Let’s talk about God.

Many years ago I met up with a very good friend of mine in Boston. We hadn’t seen each other in years. We lived together in seminary, studying biblical theology. He’d gone through some pretty horrible experiences lately and as we sat in one of my favorite Chinese restaurants, Weylu’s, he told me he’d come to this conclusion:

“Either God is everywhere or God is nowhere.”

At the time I agreed. Now I would augment that a little. Actually, I now believe that those two apparently opposite statements actually say the same thing. They are the opposite sides but of the same coin.

Did you know that the Buddha never denied the existence of the soul? But neither did he affirm it. This is what is called the middle way.

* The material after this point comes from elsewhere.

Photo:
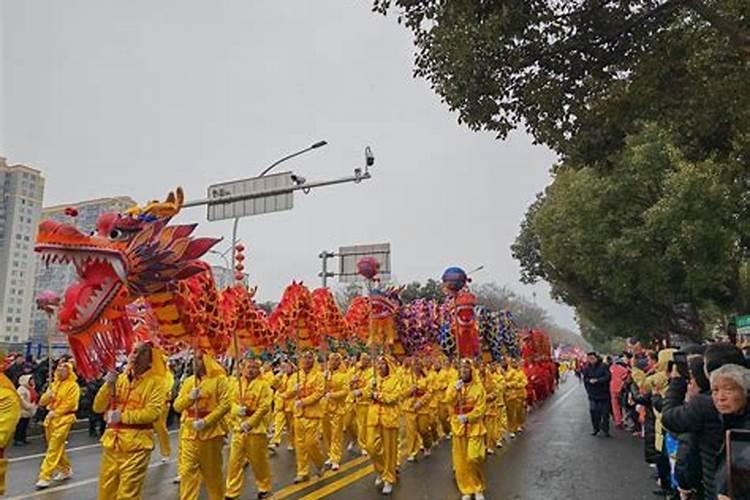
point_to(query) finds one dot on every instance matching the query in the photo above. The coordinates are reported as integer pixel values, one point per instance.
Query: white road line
(69, 450)
(76, 484)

Another person I read with fascination is Byron Katie, especially her book, “Loving What Is”. I’ve also read her biography. Never does she deny the existence of God. Never does she affirm it. When she uses the word “God” it is always held loosely and almost always as a convenient word to describe something mysterious or to connect to a listener who believes in God. For her, what is is God, or God is what is. It just is. Neither here nor there.

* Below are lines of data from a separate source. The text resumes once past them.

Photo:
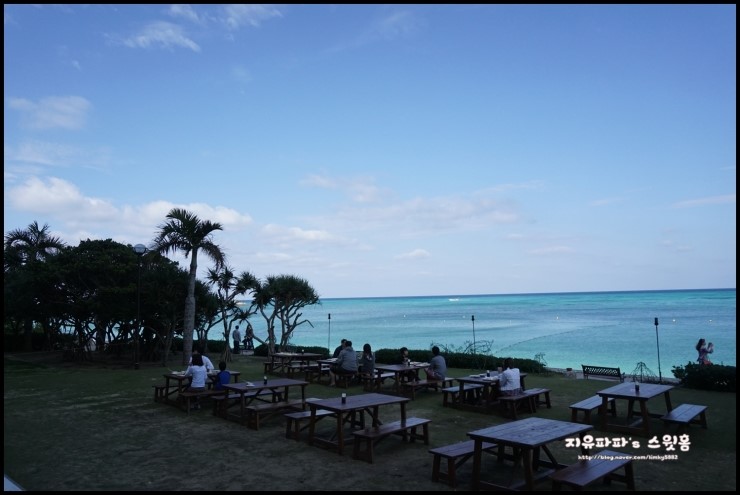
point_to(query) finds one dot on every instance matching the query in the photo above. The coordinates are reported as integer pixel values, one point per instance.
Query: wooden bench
(511, 403)
(456, 455)
(472, 390)
(536, 392)
(687, 414)
(161, 392)
(187, 398)
(410, 387)
(602, 465)
(374, 434)
(260, 412)
(588, 406)
(293, 426)
(602, 371)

And this is how I approach all ideas about God. I do not deny it. I do not affirm it. For these are the same thing appearing as opposites. I’m cool with that.

It went like this:

I’ve struggled with the concept of God since I was a child. I remember waking up one night terrified of death. I got up in the dark and went out to my mom and dad and sat on my dad’s knee. But they had company and didn’t really attend to me. I didn’t even really know what to say or ask. I was just afraid. We lived on a farm and I saw death on a regular basis. I couldn’t get my little head around it. Pow! My desire to understand the truth was ignited. For some reason, even at this very young age, I couldn’t believe that there was a God seated in the heavens, separate from the world in which I live. A good God. Death. It did not compute.

Over time verses like these: “For in him we live and move and have our being” (Acts 17:28); and, “God was in Christ reconciling the world to himself” (2 Corinthians 5:18); and “Christ is the All in all” (Colossians 3:11); and “… so that God may be the All in all” (1 Corinthians 15:28), helped things make sense to me. Jewels like these, buried in a deeply diverse extended metaphor, provided a matrix within which to make sense of my world. My concept of God was breaking free of every box that was handed to me until I finally realized that no box would suffice. So I threw out the boxes. Burned them. There is no box.

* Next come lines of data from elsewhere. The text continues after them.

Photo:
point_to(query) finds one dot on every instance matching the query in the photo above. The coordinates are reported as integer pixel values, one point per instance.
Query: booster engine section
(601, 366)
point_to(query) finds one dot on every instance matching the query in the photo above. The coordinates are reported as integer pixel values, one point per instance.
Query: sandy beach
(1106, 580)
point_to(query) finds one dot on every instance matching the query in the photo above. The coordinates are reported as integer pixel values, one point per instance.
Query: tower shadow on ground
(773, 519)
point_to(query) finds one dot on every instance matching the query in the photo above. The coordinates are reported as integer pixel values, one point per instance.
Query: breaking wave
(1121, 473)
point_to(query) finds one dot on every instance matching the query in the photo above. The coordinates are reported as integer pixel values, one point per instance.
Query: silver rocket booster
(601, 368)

Did God get burned in the process? This I can’t answer, or won’t. Now, when I feel I must refer to the reference “God”, I usually say “That-Which-We-Call-God”. That is as close as I can get to describing what we are talking about.

My waterfall dream that launched my z-theory articulates this by the use of a metaphor: what is above the rim of the waterfalls we cannot see and can only guess at. But what is pouring everlastingly over the falls and spreading all over the earth gives us a pretty good indication that there is an endless, infinite, fathomless source that invades and fills everything and embraces and captures and consumes everything, absolutely everything, and takes it back up into itself so that there is no distinguishing what is and what isn’t. And with this my mind is at perfect peace and my heart is no longer afraid.

So, as you can see, I’ve come full circle back to our table at Weylu’s. Is God everywhere or is God nowhere? Which is it?

My answer: Yes!

I love you guys with whom I feel so free to be myself and express my thoughts without fear.